It increasingly clear that this pandemic provides US airlines with a great opportunity to rationalize fleets that had grown organically based on the near ending demand growth. Older aircraft were retired after they were really old – especially at Delta. Fuel cost spikes caused American and United to refresh single-aisles, and Delta thought better to buy a refinery.  When oil prices dropped again, and to lower levels than before the spike, Delta had made the right bet.

But that was then.  We are in a whole new kind of world today.  The US fleet is far too big for the demand.  Airlines have retired a lot of aircraft – but has it been enough?  Some of the recently parked aircraft might be brought back into service. United says it won’t retire aircraft. For the airline industry, hope springs eternal.

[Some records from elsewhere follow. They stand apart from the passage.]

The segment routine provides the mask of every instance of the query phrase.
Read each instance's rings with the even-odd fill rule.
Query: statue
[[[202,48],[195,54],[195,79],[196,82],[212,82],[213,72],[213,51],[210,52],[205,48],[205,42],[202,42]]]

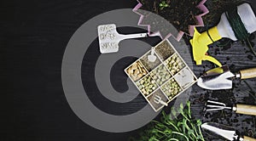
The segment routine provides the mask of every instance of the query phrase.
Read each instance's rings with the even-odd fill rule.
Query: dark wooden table
[[[136,1],[117,0],[0,2],[0,140],[127,140],[137,134],[139,130],[111,133],[86,125],[71,110],[61,85],[62,57],[75,31],[99,14],[131,8],[136,4]],[[256,9],[255,3],[253,6]],[[154,44],[159,41],[154,38],[148,42]],[[210,52],[214,54],[214,49]],[[235,70],[256,66],[255,57],[248,57],[251,54],[247,50],[247,47],[237,42],[230,49],[217,52],[215,56],[222,62],[236,65]],[[199,76],[211,67],[209,63],[195,65],[194,71]],[[247,82],[256,90],[256,81]],[[247,101],[247,85],[242,82],[236,84],[236,88],[223,93],[230,94],[229,98],[235,93],[235,102]],[[193,87],[191,101],[195,117],[204,121],[212,120],[203,116],[201,110],[204,100],[216,98],[217,93],[220,92]],[[247,102],[253,104],[254,101]],[[238,126],[241,132],[247,133],[248,128],[255,132],[255,118],[235,114],[233,116],[238,120],[234,126]],[[252,121],[245,123],[245,119]],[[221,122],[218,118],[213,120]],[[228,122],[226,119],[223,121]]]

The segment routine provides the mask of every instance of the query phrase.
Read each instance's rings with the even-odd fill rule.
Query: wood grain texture
[[[236,113],[256,116],[256,105],[236,104]]]
[[[256,77],[256,68],[240,70],[241,79],[248,79]]]

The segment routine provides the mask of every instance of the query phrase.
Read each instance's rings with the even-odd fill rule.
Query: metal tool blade
[[[232,130],[232,128],[224,126],[224,125],[220,125],[218,123],[212,123],[212,122],[211,122],[211,123],[206,122],[206,123],[203,123],[201,127],[204,130],[212,132],[214,134],[222,136],[223,138],[229,139],[229,140],[236,140],[239,138],[239,136],[236,134],[235,130]],[[230,128],[230,129],[227,129],[227,128]],[[240,138],[239,140],[242,141],[243,138]]]
[[[101,25],[98,26],[100,51],[102,54],[119,51],[119,42],[125,39],[147,37],[148,33],[122,35],[116,31],[114,24]]]
[[[230,89],[232,88],[232,81],[229,78],[234,76],[235,75],[230,71],[228,66],[224,65],[207,71],[199,77],[197,85],[211,90]]]

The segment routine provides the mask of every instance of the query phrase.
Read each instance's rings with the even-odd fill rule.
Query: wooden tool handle
[[[256,141],[256,139],[251,137],[243,136],[243,141]]]
[[[236,112],[238,114],[256,116],[256,105],[237,104]]]
[[[240,70],[241,79],[256,77],[256,68],[246,69]]]

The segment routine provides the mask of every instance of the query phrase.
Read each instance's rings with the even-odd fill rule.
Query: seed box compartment
[[[154,101],[155,95],[170,103],[192,86],[197,78],[168,40],[162,41],[154,48],[157,57],[154,62],[148,60],[149,50],[125,68],[125,72],[157,112],[164,105]]]

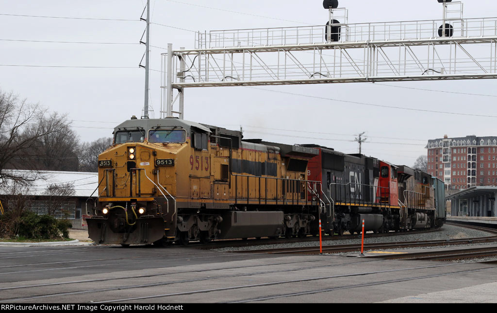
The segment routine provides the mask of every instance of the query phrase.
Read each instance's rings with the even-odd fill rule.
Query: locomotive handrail
[[[324,196],[326,198],[326,200],[328,200],[328,202],[330,203],[330,215],[329,216],[327,216],[327,217],[331,217],[332,216],[335,216],[335,202],[333,201],[333,200],[331,199],[331,201],[333,201],[333,204],[332,205],[331,204],[331,201],[330,201],[330,199],[328,199],[328,197],[327,197],[326,194],[325,193],[325,192],[323,191],[323,185],[321,185],[321,193],[323,194],[323,196]]]
[[[173,201],[174,202],[174,214],[176,214],[176,199],[174,197],[172,197],[172,196],[171,196],[171,194],[169,193],[169,192],[167,191],[167,189],[166,189],[166,188],[165,188],[164,187],[163,187],[163,186],[162,185],[161,185],[161,182],[159,182],[159,170],[157,170],[157,184],[158,184],[160,186],[161,186],[161,187],[162,187],[162,189],[164,190],[164,191],[165,191],[167,193],[167,195],[169,195],[169,196],[170,197],[171,199],[172,199]],[[167,198],[166,198],[166,201],[167,201],[167,213],[169,213],[169,201],[167,200]]]
[[[316,185],[315,185],[314,186],[315,186]],[[326,213],[326,204],[325,204],[325,202],[323,201],[323,200],[321,199],[321,197],[319,196],[319,195],[318,194],[318,193],[317,193],[316,191],[315,191],[313,189],[312,187],[311,187],[311,183],[307,183],[307,186],[308,186],[308,189],[307,189],[308,191],[310,190],[311,192],[313,194],[316,195],[316,196],[318,197],[318,199],[319,199],[320,202],[321,202],[321,204],[323,206],[324,206],[324,207],[325,207],[325,213]],[[322,190],[323,190],[322,188],[321,189],[321,190],[322,191]],[[325,196],[326,196],[326,195],[325,195]],[[331,207],[331,203],[330,203],[330,207]],[[321,206],[320,206],[319,213],[321,214]]]
[[[162,195],[164,196],[164,198],[166,199],[166,201],[167,202],[167,213],[169,213],[169,200],[167,200],[167,198],[166,196],[166,195],[164,194],[164,193],[162,192],[162,191],[161,190],[161,189],[159,188],[158,186],[157,186],[157,184],[154,183],[154,181],[152,181],[152,180],[149,178],[149,177],[147,176],[147,171],[145,171],[145,169],[139,169],[139,168],[131,169],[132,171],[140,171],[141,170],[143,170],[143,172],[145,174],[145,177],[146,177],[148,180],[150,181],[151,183],[155,185],[155,186],[157,187],[157,189],[160,192],[161,192],[161,193],[162,194]]]
[[[421,193],[418,193],[418,192],[415,192],[415,191],[411,191],[411,190],[405,190],[404,191],[404,199],[406,199],[406,207],[409,207],[410,206],[409,203],[410,202],[409,201],[409,198],[406,196],[406,195],[407,195],[408,193],[411,193],[411,194],[414,194],[415,195],[419,195],[419,196],[425,196],[426,195],[426,188],[431,188],[431,187],[430,186],[421,186],[421,188],[424,188],[424,189],[424,189],[424,193],[422,193],[422,194],[421,194]],[[419,206],[418,205],[414,205],[414,207],[413,207],[413,208],[418,208],[419,207]]]
[[[406,212],[407,212],[407,206],[406,206],[406,205],[404,204],[404,203],[403,203],[401,201],[400,199],[397,199],[397,203],[399,204],[399,206],[401,207],[400,216],[401,216],[401,220],[402,220],[402,209],[403,208],[406,208]]]

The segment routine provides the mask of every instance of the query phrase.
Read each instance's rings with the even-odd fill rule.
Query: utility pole
[[[359,134],[359,135],[358,135],[359,137],[356,137],[355,139],[354,140],[354,141],[357,141],[357,142],[359,143],[359,154],[362,154],[362,149],[361,149],[361,145],[362,145],[362,143],[363,142],[365,142],[366,141],[366,140],[367,140],[367,139],[368,139],[368,137],[365,137],[365,138],[364,138],[364,139],[363,139],[362,138],[362,136],[364,134],[365,134],[365,133],[366,133],[366,132],[363,132],[362,133],[361,133]]]
[[[145,9],[143,10],[143,12],[142,13],[142,16],[140,19],[142,20],[145,21],[147,22],[147,28],[145,31],[147,32],[146,39],[145,42],[143,42],[140,40],[140,43],[144,43],[145,44],[145,104],[143,107],[143,116],[142,117],[145,118],[149,118],[149,91],[150,88],[149,87],[149,74],[150,72],[150,0],[147,0],[147,19],[145,19],[143,18],[143,13],[145,12]],[[142,36],[143,38],[143,36]],[[143,58],[142,58],[143,60]],[[141,67],[143,67],[143,66],[140,65]]]

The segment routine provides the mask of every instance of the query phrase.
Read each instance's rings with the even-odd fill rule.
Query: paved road
[[[0,260],[1,303],[497,301],[496,265],[97,246],[0,247]]]

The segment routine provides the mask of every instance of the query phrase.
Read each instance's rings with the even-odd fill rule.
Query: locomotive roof
[[[167,117],[166,118],[141,118],[128,119],[121,123],[114,128],[114,132],[123,130],[124,128],[133,128],[140,127],[147,130],[156,126],[180,126],[187,131],[191,127],[199,128],[207,132],[211,132],[210,129],[205,126],[195,122],[192,122],[184,119],[180,119],[177,117]]]

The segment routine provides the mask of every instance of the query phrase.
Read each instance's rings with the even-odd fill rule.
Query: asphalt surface
[[[93,245],[85,231],[70,236],[77,245],[0,246],[0,304],[497,302],[497,264],[123,248]]]
[[[0,260],[2,304],[497,301],[497,265],[110,246],[1,247]]]

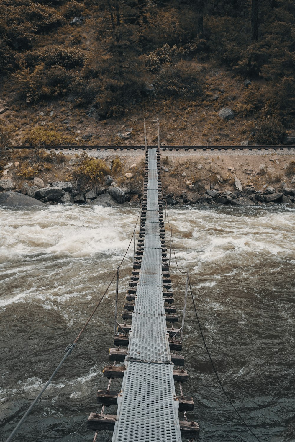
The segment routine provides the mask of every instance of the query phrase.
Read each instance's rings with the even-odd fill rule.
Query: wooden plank
[[[116,405],[117,404],[118,395],[119,391],[107,392],[106,390],[98,390],[96,393],[96,402],[104,404],[106,405]],[[178,411],[192,411],[193,410],[193,400],[189,396],[183,397],[176,396],[179,403]]]
[[[184,365],[185,358],[184,356],[182,356],[182,354],[178,354],[177,353],[170,353],[170,354],[171,354],[171,360],[175,365],[182,366]]]
[[[106,377],[122,378],[124,375],[125,367],[113,367],[111,365],[105,367],[103,369],[103,375]],[[188,380],[188,376],[186,370],[173,370],[173,377],[176,382],[185,382]]]
[[[193,410],[193,400],[190,396],[177,397],[179,402],[179,412],[191,412]]]
[[[123,319],[132,319],[132,313],[123,312],[121,315]],[[166,315],[166,322],[178,322],[178,317],[177,315]]]
[[[176,382],[186,382],[188,380],[188,375],[186,370],[173,370],[173,377]]]
[[[108,366],[105,367],[102,373],[104,376],[106,377],[118,377],[121,378],[124,375],[125,371],[125,367],[124,366],[120,366],[119,367],[113,367],[112,365]]]
[[[118,362],[125,360],[127,354],[127,349],[125,348],[110,348],[109,351],[110,360],[117,361]],[[182,354],[178,354],[177,353],[170,353],[171,360],[175,365],[183,366],[185,365],[185,358]]]
[[[126,353],[125,348],[110,348],[109,353],[110,361],[117,361],[121,362],[125,360]]]
[[[105,415],[91,413],[87,420],[87,426],[95,431],[113,431],[116,422],[116,415]]]
[[[104,404],[105,405],[116,405],[119,392],[117,390],[107,392],[106,390],[98,390],[96,402],[98,404]]]
[[[179,421],[182,437],[187,439],[197,438],[199,436],[199,424],[197,422]]]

Looking at the big four US airlines we have something interesting to share.  The information is based on data through July 20th. We expect jets to do more flying, but there are trends that catch the eye. From March we note rather broad swings in fleet deployment as airlines scrambled to find a sweet spot to optimize fleet to disappearing traffic.  It was an impossible task.

Starting American Airlines. Look at how many aircraft types the airline has in the table bottom left. Then look at how many of these aircraft are doing the fleet work.  The 737-800, A319, and have become much busier while relatively, the other models are doing less work.  

Next, Delta Air Lines. It seems clear that Delta needs to slim down its fleet – does it really need 16 types for domestic service? There appears to be much confusion in fleet deployment with one exception – the E175 shows up clearly as a solution to the turmoil.  Another highlight in the data is the A221, only 4% of the fleet but more active than that number implies. The A319 and A321 appear to be useful, but not so much the A320.  Delta has retired its MD fleet and its 757.  This helps, but with so many tools to deploy, it must be tough optimizing.

Next, we look at Southwest Airlines.  Fleet simplicity is the key to the airline’s success.  Ignore the MAX fleet which is inactive.  The list shows what the airline has in its MAX plans and has been been given a tail number.  Note that in April the 737-800s were deployed much more than before, but by July it seems the airline was bringing back more of its 737-700s.  Indeed when looking at other data, Southwest has been the most aggressive in rebuilding its schedule

Finally, here is the United Airlines data. Another airline with too many types it seems. However, we can clearly see the impact of the E175 – this airplane is a COVID winner.  At American, Delta, and United.  About one-third of United’s flights are using E175s.  United is making extensive use of regional jets overall. We also see the A319 doing better than might have been expected at all three airlines. The 737-800 and -900 are seeing much less activity at United than their fleet size suggests we might expect. 

In summary –

  • Among single-aisle mainline aircraft, the A319 accounts for 9% of the fleet but is doing than in flights. The 737-700 accounts for 15% of the fleet and is doing nearly double that in flights.
  • Among regional jets, the E175 accounts for 30% of the fleet and accounts for ~40% of flights.